While I wonder who the least fiscally conservative candidate might be, I know for certain that not one of the three is a true fiscal conservative. All of them want too much of my money. All of them want to take economic blood from my veins and use it for the promotion of policies with which I strongly disagree. The growth of the federal government must stop if the United States is to remain a healthy nation.

John McCain can’t or won’t reduce the size of the federal government no matter how much lip service he gives the idea of doing so - he’ll be similar to George W. when it comes to spending reductions - there won’t be any. Hillary Rodham Clinton is a communist and will remain one as long as she has the hope of being the head communist and setting standards for all of us that she isn’t subject too. Barack Obama is a socialist full of grand visions that, under analysis, are nothing more than empty promises and pipe dreams.

In the end all three of these individuals firmly believe that it is just fine to take my money and to use it however they see fit. That is a basic issue for every net producer in this nation, and should be a call to political action. Write in a candidate! I know I plan on doing so.

Sri Lanka pays attention to Ron Paul

It is heartening to know I’m not alone in worrying about the impending disaster we face because the value of our money is MADE UP by bureaucrats. Sri Lankans are listening to Ron Paul.

“Few Americans give much thought to the Federal Reserve System or monetary policy in general,” Ron Paul wrote in his column this week.

“But even as they strive to earn a living, and hopefully save or invest for the future, Congress and the Federal Reserve Bank are working insidiously against them. Day by day, every dollar you have is being devalued.

“The greatest threat facing America today is not terrorism, or foreign economic competition, or illegal immigration.

“The greatest threat facing America today is the disastrous fiscal policies of our own government, marked by shameless deficit spending and Federal Reserve currency devaluation.”

Ron Paul is one of the few politicians of the world who understands the intricacies of fiat money. He is on the House Committee on Financial Services.

Why this stuff is appearing in a Sri Lankan business rag and not here eludes me.

“So while Fed policies encourage younger people to over borrow because interest rates are so low, they also punish thrifty older people who saved for retirement.

“The financial press sometimes criticizes Federal Reserve policy, but the validity of the fiat system itself is never challenged.”

It isn’t rocket science - you can only make up so much value before even the dumbest of the dumb realize the entire system is just a pipe dream. And then the currency gets switched to something like bullets. If I have time in this life, I’m going to pursue an economics degree so I can hope to explain these basics more eloquently.

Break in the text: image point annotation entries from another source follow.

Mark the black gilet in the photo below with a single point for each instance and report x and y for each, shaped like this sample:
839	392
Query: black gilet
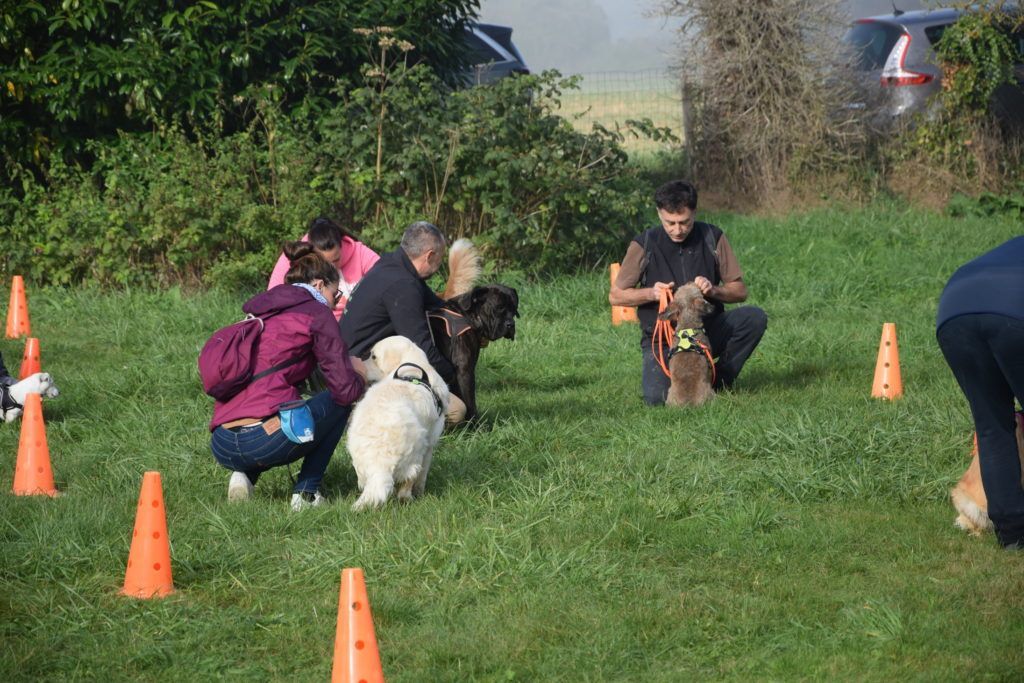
678	262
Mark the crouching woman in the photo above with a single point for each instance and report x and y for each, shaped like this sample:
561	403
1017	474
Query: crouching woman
299	332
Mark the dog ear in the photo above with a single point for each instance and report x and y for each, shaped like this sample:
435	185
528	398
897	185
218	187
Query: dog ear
671	311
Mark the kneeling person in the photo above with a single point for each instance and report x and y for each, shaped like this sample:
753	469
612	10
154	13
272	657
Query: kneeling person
393	299
299	332
680	250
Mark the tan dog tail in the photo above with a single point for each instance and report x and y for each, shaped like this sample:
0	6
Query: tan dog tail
464	268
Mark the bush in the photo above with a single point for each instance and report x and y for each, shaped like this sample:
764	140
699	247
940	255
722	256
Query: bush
495	164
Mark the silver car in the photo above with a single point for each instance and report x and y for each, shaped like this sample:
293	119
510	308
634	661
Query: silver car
898	75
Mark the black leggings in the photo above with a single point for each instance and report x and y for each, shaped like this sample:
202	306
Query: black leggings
986	353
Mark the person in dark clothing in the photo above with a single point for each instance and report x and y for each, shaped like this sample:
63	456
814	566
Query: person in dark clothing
393	299
5	378
980	329
680	250
299	332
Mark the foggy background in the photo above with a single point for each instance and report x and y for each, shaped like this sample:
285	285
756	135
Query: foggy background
587	36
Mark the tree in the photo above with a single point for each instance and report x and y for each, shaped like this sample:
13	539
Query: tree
72	71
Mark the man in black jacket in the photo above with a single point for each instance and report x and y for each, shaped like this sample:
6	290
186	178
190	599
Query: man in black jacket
392	299
680	250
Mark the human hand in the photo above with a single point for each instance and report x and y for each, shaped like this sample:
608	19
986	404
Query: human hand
358	367
658	288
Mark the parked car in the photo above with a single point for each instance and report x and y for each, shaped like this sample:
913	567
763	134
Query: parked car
898	73
492	53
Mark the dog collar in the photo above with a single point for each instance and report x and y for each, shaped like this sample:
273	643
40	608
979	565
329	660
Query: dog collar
422	381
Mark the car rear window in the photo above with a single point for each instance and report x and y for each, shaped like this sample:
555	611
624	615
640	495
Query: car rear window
871	41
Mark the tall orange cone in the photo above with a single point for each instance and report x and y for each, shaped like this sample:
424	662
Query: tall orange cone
33	475
17	311
30	360
355	656
888	383
621	314
148	573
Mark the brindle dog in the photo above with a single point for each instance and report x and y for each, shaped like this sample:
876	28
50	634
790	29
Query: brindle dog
690	364
468	323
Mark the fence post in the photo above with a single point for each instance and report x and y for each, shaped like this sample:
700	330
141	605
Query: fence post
686	93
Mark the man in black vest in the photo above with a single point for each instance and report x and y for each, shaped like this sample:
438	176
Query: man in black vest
680	250
392	299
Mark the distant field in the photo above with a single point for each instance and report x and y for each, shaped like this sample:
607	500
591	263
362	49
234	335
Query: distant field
612	97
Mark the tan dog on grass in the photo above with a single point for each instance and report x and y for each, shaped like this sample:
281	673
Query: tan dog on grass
969	494
689	360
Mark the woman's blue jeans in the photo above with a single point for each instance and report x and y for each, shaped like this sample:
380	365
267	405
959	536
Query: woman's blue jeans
252	451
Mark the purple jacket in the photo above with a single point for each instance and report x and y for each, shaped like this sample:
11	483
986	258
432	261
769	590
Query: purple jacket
303	328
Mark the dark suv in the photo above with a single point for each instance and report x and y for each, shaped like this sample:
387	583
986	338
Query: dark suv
492	53
898	72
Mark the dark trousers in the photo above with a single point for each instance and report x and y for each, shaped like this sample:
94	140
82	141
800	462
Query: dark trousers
986	354
733	336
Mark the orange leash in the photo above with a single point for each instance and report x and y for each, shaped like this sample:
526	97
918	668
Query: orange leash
664	334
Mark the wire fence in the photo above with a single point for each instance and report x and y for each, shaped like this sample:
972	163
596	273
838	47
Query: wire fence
612	97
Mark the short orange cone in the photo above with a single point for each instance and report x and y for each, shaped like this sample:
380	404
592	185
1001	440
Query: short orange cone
621	314
17	311
355	656
148	573
33	475
30	360
888	383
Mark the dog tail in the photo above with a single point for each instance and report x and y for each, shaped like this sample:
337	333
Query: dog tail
375	494
464	268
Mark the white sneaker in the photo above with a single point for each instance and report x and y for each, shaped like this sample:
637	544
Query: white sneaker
303	501
239	486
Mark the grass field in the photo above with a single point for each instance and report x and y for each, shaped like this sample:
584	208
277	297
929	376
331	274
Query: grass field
792	529
610	98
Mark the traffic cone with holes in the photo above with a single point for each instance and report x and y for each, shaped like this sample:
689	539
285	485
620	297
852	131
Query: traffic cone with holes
30	360
17	311
33	475
888	383
355	656
621	314
148	573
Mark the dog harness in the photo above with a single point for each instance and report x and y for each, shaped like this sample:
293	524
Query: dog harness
686	340
422	381
455	323
7	402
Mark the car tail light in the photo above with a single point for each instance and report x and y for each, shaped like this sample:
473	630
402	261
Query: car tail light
894	74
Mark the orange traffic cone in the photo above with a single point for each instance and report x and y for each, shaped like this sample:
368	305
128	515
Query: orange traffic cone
33	475
621	314
888	383
30	360
355	656
148	573
17	311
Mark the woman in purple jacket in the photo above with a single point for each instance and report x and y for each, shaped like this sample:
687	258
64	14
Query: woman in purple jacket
299	332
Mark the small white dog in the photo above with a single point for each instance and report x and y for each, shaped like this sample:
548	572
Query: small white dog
395	427
12	398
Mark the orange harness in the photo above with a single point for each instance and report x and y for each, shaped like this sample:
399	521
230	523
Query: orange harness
665	337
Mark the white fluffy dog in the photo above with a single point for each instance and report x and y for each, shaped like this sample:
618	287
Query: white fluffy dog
395	426
12	398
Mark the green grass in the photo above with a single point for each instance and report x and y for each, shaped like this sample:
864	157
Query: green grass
794	528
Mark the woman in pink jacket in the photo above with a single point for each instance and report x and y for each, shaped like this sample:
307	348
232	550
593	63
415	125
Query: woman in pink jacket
337	246
247	431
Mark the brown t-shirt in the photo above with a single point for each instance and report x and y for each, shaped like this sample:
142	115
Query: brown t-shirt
630	272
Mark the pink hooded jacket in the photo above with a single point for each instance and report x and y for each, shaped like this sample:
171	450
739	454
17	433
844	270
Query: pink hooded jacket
355	259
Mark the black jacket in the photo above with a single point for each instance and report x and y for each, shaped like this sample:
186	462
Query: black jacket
392	300
669	261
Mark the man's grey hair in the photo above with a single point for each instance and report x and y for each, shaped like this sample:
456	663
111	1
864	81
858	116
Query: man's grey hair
420	238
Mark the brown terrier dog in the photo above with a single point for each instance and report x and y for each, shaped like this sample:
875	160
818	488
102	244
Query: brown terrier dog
969	494
689	360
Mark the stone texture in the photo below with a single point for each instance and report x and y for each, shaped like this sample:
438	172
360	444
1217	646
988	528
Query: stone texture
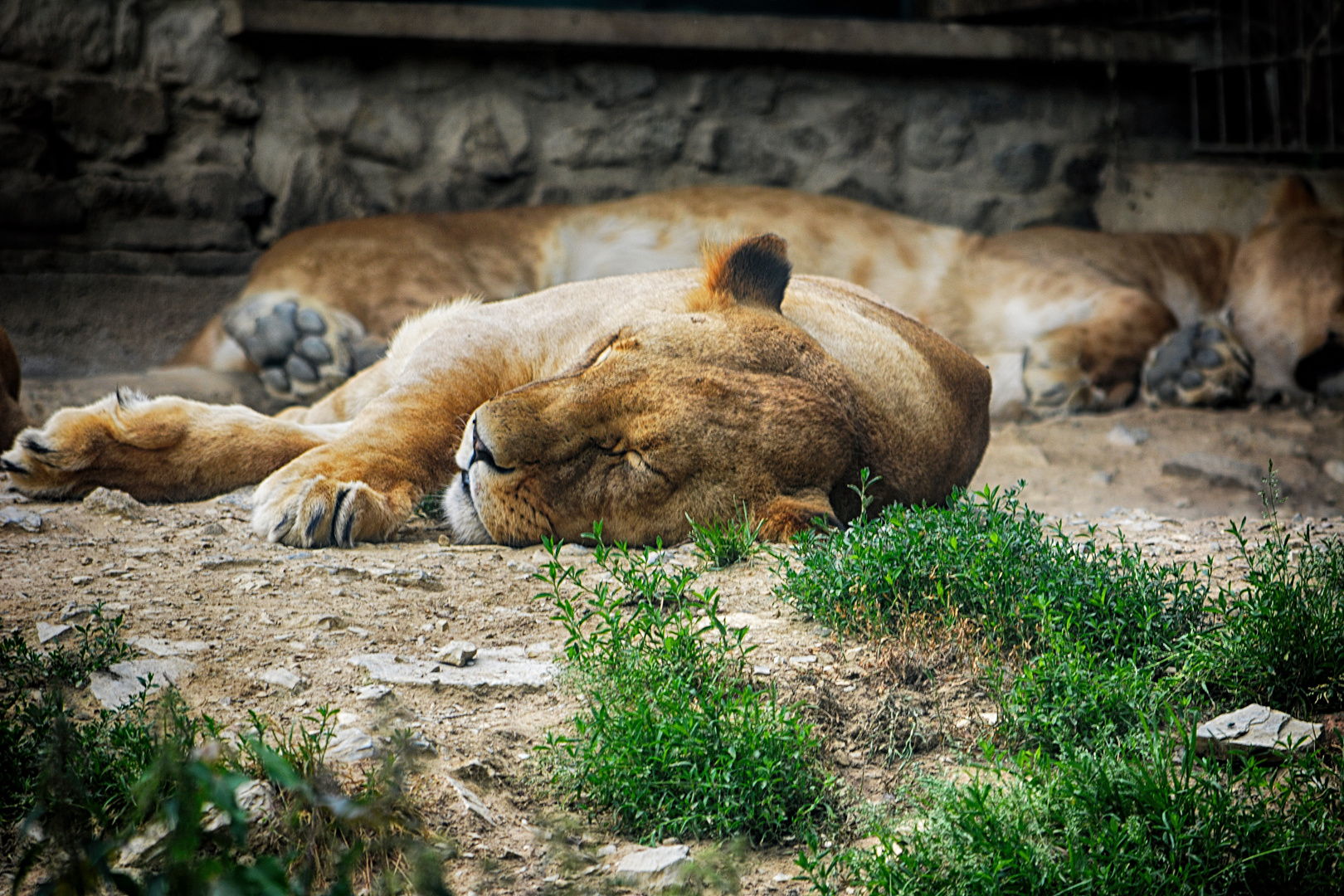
47	631
114	503
457	653
500	666
284	679
654	869
124	680
21	519
136	140
1255	728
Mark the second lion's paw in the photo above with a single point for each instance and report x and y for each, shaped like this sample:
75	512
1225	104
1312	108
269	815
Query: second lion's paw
1200	364
320	511
303	347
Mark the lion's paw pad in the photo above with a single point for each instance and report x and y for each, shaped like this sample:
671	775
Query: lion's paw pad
1200	364
304	348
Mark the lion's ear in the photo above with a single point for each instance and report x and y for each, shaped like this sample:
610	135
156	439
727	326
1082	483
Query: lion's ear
785	516
1289	195
752	271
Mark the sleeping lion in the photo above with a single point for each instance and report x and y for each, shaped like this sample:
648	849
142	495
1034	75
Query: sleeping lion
1066	320
641	401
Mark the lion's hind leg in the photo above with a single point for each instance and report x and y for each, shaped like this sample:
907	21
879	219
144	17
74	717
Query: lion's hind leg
1200	364
1094	364
164	449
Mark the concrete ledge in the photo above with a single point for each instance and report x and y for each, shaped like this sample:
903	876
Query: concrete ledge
88	324
694	32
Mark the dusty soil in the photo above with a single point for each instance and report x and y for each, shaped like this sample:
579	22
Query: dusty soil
194	572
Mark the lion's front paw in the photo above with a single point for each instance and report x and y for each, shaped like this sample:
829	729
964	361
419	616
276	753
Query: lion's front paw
1200	364
303	347
319	511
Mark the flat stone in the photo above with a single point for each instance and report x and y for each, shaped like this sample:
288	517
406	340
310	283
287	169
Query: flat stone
281	677
114	503
1216	469
457	653
373	694
351	744
1121	436
1255	728
121	681
26	520
472	801
47	631
241	499
502	666
654	868
162	648
410	579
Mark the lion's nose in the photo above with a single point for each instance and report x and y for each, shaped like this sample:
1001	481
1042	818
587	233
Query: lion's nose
481	451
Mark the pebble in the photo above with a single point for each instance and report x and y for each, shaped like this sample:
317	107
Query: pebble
114	503
1255	728
26	520
281	677
457	653
47	631
351	744
1218	470
121	681
507	666
654	869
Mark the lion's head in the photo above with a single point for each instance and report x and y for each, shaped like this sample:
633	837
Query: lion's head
1287	296
679	414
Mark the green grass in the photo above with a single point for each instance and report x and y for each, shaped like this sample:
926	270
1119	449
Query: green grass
1151	822
1105	664
674	738
721	543
78	787
101	755
1280	637
1081	631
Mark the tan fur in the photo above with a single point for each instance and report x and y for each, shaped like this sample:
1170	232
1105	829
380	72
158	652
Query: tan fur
12	419
1079	309
738	402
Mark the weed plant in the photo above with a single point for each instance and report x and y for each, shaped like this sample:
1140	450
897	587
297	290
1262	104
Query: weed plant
1092	626
1157	821
988	558
84	789
723	543
1103	793
674	738
101	755
1281	633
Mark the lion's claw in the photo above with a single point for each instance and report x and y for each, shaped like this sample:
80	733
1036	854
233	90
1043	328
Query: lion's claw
303	347
319	512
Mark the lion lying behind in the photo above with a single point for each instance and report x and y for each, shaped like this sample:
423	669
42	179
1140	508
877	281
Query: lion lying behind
1066	320
639	401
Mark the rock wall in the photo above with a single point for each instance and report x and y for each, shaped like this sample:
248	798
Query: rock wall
138	140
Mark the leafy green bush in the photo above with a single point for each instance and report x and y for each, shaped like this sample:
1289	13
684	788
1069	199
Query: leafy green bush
1093	626
1281	633
988	558
726	542
1157	822
101	758
674	739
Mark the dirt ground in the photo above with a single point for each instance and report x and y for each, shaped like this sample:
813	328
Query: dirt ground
192	581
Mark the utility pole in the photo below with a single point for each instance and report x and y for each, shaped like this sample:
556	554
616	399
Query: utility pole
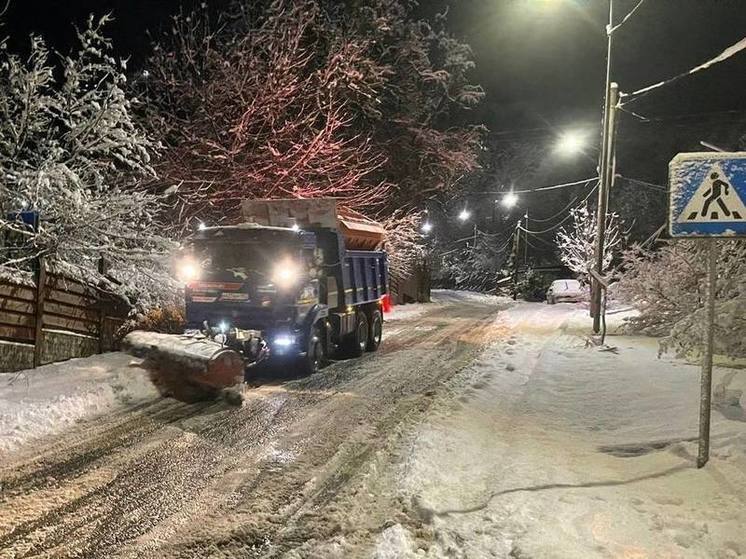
605	170
525	241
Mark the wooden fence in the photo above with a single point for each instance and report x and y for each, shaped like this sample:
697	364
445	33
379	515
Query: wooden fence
32	312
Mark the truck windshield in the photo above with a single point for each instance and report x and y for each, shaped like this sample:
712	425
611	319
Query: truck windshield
242	257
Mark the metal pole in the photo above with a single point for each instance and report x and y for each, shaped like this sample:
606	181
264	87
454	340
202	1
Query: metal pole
705	387
604	164
525	244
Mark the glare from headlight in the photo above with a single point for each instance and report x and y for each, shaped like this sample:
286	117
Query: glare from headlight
284	341
285	274
188	270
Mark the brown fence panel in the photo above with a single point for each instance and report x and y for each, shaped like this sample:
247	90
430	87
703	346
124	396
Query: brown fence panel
29	315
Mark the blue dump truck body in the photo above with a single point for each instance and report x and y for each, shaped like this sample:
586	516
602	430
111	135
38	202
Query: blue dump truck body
289	296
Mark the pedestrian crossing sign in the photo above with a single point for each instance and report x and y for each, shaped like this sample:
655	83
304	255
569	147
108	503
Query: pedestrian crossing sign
707	195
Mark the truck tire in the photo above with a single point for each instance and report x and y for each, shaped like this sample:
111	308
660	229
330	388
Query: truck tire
376	330
315	356
357	342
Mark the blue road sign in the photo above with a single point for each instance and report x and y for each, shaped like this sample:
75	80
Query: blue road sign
707	192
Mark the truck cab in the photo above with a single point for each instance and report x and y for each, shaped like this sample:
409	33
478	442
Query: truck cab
285	296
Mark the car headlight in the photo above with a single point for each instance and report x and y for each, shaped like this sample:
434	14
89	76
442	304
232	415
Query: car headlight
188	270
284	340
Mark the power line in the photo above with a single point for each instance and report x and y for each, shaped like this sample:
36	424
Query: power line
725	55
646	184
553	227
625	18
567	207
542	188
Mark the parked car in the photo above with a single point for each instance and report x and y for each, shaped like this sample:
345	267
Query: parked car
565	290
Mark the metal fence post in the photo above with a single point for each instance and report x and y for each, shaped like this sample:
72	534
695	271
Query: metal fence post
41	280
705	387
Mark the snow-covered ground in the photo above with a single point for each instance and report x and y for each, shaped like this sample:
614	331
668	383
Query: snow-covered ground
548	448
49	399
439	298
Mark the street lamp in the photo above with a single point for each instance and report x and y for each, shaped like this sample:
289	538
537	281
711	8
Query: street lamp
510	200
570	143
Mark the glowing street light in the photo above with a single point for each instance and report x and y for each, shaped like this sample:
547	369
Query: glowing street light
570	143
510	200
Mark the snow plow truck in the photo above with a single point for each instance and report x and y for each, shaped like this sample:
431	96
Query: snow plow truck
296	282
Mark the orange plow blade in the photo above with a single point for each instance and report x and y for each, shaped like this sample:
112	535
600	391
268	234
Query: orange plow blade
186	368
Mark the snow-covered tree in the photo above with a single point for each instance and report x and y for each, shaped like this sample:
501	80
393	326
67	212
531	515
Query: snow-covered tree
70	150
669	286
361	101
577	243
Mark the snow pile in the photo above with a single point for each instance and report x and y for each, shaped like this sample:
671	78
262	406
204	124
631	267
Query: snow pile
48	399
394	543
405	312
546	448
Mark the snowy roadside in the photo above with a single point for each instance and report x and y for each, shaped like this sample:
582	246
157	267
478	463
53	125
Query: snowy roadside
546	448
48	399
439	298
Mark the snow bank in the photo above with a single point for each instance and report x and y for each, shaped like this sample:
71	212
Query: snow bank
48	399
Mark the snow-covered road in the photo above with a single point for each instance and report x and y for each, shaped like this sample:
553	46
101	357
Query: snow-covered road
546	448
482	428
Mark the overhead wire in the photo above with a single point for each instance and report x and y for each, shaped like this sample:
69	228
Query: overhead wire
725	55
625	18
555	226
542	188
567	207
646	184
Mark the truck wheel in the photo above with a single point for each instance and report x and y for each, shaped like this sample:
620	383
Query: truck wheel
313	360
376	330
358	340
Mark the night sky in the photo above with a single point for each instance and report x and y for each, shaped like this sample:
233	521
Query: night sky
541	61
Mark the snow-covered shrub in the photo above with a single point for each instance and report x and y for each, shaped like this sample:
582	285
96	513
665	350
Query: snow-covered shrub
532	286
476	268
669	288
577	243
70	150
403	244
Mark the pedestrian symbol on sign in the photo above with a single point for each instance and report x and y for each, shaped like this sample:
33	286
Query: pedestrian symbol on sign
714	200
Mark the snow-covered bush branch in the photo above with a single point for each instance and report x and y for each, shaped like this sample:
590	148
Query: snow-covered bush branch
577	243
668	287
70	150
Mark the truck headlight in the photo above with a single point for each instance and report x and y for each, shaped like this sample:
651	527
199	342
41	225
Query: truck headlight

Our current money system is only as effective as the amount of faith the people who use the money have in it. When the faith tides ebb, the society leans towards collapse. That’s not to say our national financial house is going to collapse, but it certainly could. A house built on faith alone is not a house I would live in.

Someone explain to me how I’m wrong. Make sure you’re an economist and are ready to send me a copy of your advanced degree and the titles of some of your books. I want to believe we’re not headed for disaster.

Explain how loaning me my own money will fix the economy

I am not sure I understand basic thinking in regards to modern economics. How is giving me an $800 one time tax credit (loaning me some of my own money) going to fix a debt/spending driven economy?

President Bush publicly confirmed for the first time that he would propose a package of emergency measures, outlining its basic principles on Friday, in an effort to restore the eroding confidence of investors and consumers. The package is expected to include more than $100 billion in one-time tax rebates for individuals and an opportunity for businesses to rapidly write off their capital investments.

As far as I am concerned everything the feds talk about is semantics unless it involves budget cuts or real reductions in federal spending. I don’t know anything about Ben Bernanke. Why should I listen to what he has to say? Someone convince me we aren’t headed for a crisis.